Norm Parker would object to this column and to the big fuss that was made over him Saturday at Kinnick Stadium.
It never was about Norm during the near half century that he spent coaching football, including his last 13 seasons as the defensive coordinator at Iowa from 1999 to 2011. He didn’t crave the spotlight, nor was he driven by the almighty dollar or by the desire to be a head coach.
Parker, who died Jan. 13 at the age of 72, was driven by wanting to do his job to the best of his ability. He was driven by helping to turn teenagers into productive young men and by being a good husband and father.
And when you do those things as well as Parker did, and for as long as he did under difficult circumstances, the people whose lives you impacted feel a need to say thanks with the kind of tribute that was held Saturday in Parker’s honor.
“It was always about the team, it was always about the program and never about Norm and what he could do and all the benefits he brought,” said former Iowa all-Big Ten linebacker Chad Greenway, who is entering his ninth season in the NFL as a member of the Minnesota Vikings. “He was an amazing man. And I’m just proud to have learned a lot from him.”
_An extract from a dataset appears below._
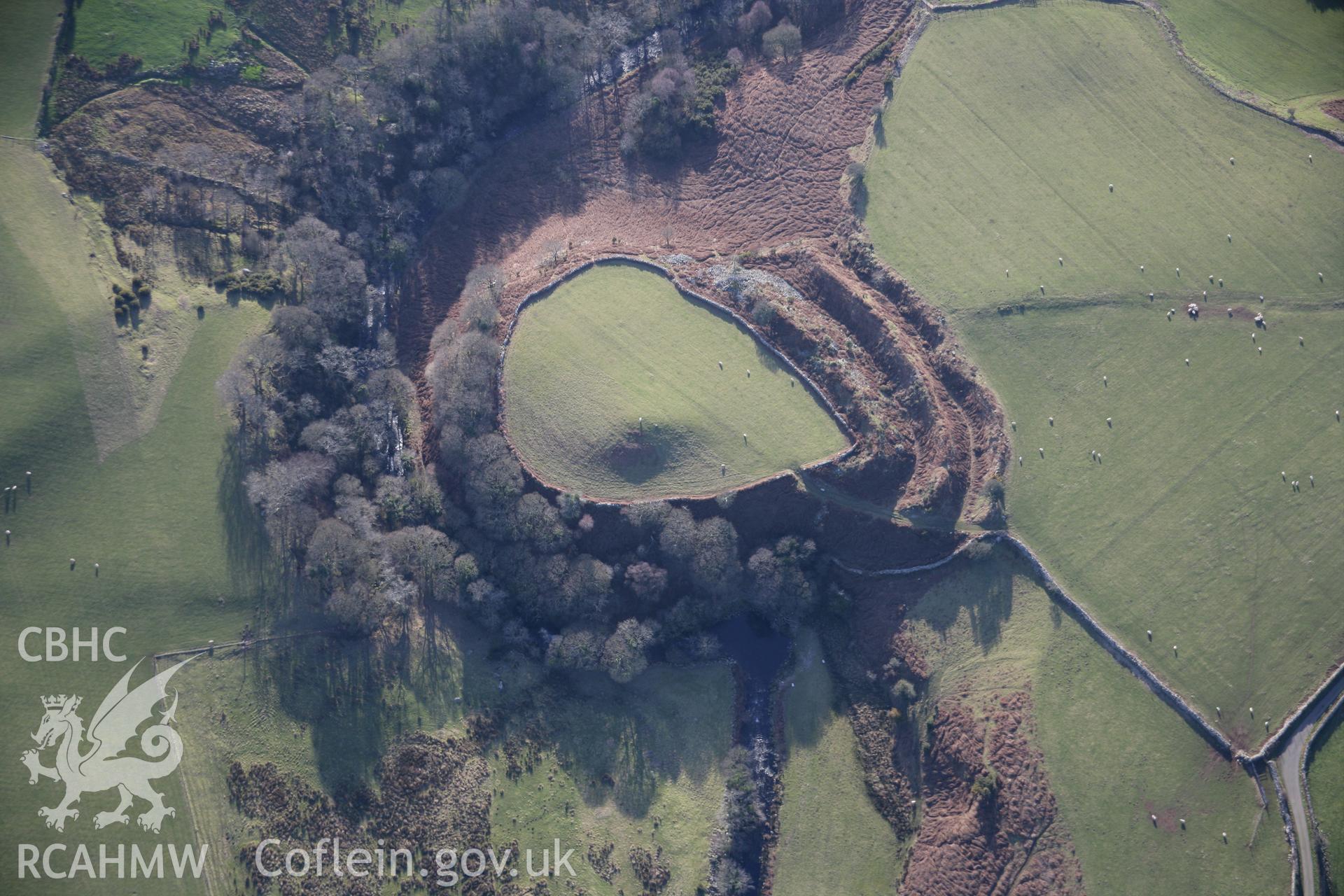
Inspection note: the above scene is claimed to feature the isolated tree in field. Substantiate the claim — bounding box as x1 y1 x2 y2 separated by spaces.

Saturday’s ceremony, which was called Norm Parker Celebration of Life, lasted for about an hour-and-a-half and featured 10 guest speakers, including Greenway, former Hawkeye and recently retired NFL all-Pro defensive end Aaron Kampman, former all-Big Ten linebacker Abdul Hodge, Iowa coach Kirk Ferentz and Parker’s son, Jim Parker.
Emotions swayed from laughter to tears as each of the 10 speakers talked about how Norm Parker impacted their lives and about what made him special. They described Parker as an outstanding and dedicated football coach but an even better family man and friend, unselfish to the end.
“It was always about other people,” said Kampman, who ended the ceremony by leading the audience in a prayer. “He was an unselfish person who tried to give more than he received and because of that you get to see the fruits of it here.”
That was the prevailing message to take away from Saturday’s ceremony: Norm Parker lived his life to help others and did so in a way that earned respect and admiration.
That was never more evident than when former Iowa assistant coach Eric Johnson stepped to the lectern Saturday as the fifth speaker to share his thoughts about Parker. Johnson, who just recently left his coaching position to enter the restaurant business, was overcome by emotion. He paused for a few seconds to gather himself, but his tears spoke loud and clear.
“Everybody has kind of said the same thing,” said Johnson, who came with Parker from Vanderbilt University to join the Iowa staff in 1999. “And I think that is what truly shows you the impact of a person and what type of teacher and mentor he is for all of us.”
Football was very good to Norm Parker and vice versa. He respected the game and the toughness that was needed to play it effectively.
But he didn’t let football define him, nor did he coach at the expense of his family.
One of my lasting images of Norm Parker is seeing him together with his son Jeff, who was born with Down syndrome and died in 2004 at the age of 33. They were inseparable, even during practice, because Norm wouldn’t have it any other way.
As great as Norm Parker was at coaching football, it pales in comparison to what he accomplished as a father. He brought so much joy and happiness to Jeff’s short life, and it was inspiring to watch from a distance.
“The number one memory I’ll always have is when his son Jeff would break down our huddle,” said Greenway, who played at Iowa from 2002-05. “Norm just took so much pride in that.”
Resilient was another word used Saturday to describe Norm Parker and deservedly so. It was sad seeing his body ravaged by the effects of diabetes, but you also were inspired by how he persevered and stayed positive.
Parker had a unique way of expressing himself by using phrases that are called Norm-isms. Nine of his most popular Norm-isms were printed on the back of the program that was handed out before Saturday’s ceremony.
He enjoyed telling stories and jokes, but without being overbearing. Parker chose his words carefully, but there always was a message to be heard.
Shortly after his death, former Iowa defensive lineman and West High graduate Tyler Luebke summed up Norm Parker’s influence perfectly on Twitter.
“It’s going to be harder to get into Heaven now that Norm Parker is running their defense,” Luebke said.